Again, the concept have been canonized: the COFD premise was an alternate potential of the Doctor that was never realized. The details of the story were not canonized, but the concept was. Therefore, the idea of an alternate Ninth Doctor is canon, but nothing else in particular is also canonized, because they were not mentioned. Thus, the concept of semi-canon. The alternate Ninth Doctor is semi-canon because while COFD was a possible future of the Doctor, the future was never elaborated on. --Bold Clone 19:58, March 12, 2011 (UTC)
As CzechOut noted above, none of the references in novels are clear enough to tie them solidly and without doubt to CoFD.
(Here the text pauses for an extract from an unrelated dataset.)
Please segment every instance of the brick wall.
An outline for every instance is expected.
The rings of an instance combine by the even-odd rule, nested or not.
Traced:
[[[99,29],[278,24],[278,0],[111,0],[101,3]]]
The notion of "semi-canon" is not within the scope of this wiki to begin with, as per our guidelines a work (and all it contains, as noted by Tangerineduel above) is either canon or it is not. Even if we did have such a thing here, however, we'd still need much more than the above passages which might possibly be taken as vague CoFD references but aren't specific enough to be certain on an encyclopedic level. "A listless-looking man sat on a sofa" is not enough for us to say "that sure is the Ninth Doctor as played by Rowan Atkinson" in this encyclopedia. "A girl in a red dress" is not sufficient evidence that the prose refers to Emma, the companion in a black dress and red pullover as played by Julia Sawalha.
There simply isn't enough here to infer any kind of canon for CoFD, semi- (which, again, doesn't exist in this wiki) or otherwise. Rob T Firefly 07:26, March 13, 2011 (UTC)

Closing thread

The nays rather unambiguously have it. A wide sampling of editors has revealed that this wiki's members almost unanimously do not consider The Curse of Fatal Death part of the Doctor Who universe. The supposed references in other works are deemed to be just that: supposed. The Curse of Fatal Death may not be used as a valid resource when writing in-universe articles. However, we will continue to allow coverage of the topic in our non-DWU categories so long as it remains clearly labelled with the {{notdwu}} flag.